SOCKS, PORN & ROSES, Hermit Arts, at Prop Thtr. I feel responsible. Last September, when I reviewed Idris Goodwin’s Sidewalk Etiquette, I took the playwright to task for being too timid, for not exploring all the absurd and satirical possibilities implicit in his premise. That play–in which a gentrifying yuppie dispenses with the niceties and just starts beating up his poorer neighbors–had the potential to be a lot more satisfyingly weird than it was.

Could it be that Goodwin listened to me? This new work is much weirder–and knows it. Only the weirdness isn’t satisfying. In most respects it’s just weird.

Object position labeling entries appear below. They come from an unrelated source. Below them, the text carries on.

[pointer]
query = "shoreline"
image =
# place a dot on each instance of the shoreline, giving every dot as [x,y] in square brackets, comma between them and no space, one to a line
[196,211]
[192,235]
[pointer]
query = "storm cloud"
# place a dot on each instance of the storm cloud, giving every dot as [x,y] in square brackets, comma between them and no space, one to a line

Called a one-act but really more of a short full-length play, Socks, Porn & Roses is a twisted heist story about some low-life street peddlers who band together to steal a rare and dangerous badger owned by a shadowy businessman and his ghoulish wife. Goodwin has some nice ideas here and there, particularly when it comes to characters like the relentlessly cheery but potentially homicidal Friend and the would-be thug Lord Spanish. But too much of what goes on here comes across as reaching: irrelevant, self-conscious, and therefore unfunny. And though I hate to seem like a Luddite, the video vignettes don’t work either. Mr. Goodwin, if you’re still listening, pull back a little on the weirdness. Don’t force it; let it arise naturally from the material, then follow. Also, don’t direct your own scripts. They need outside eyes. Steely, if possible.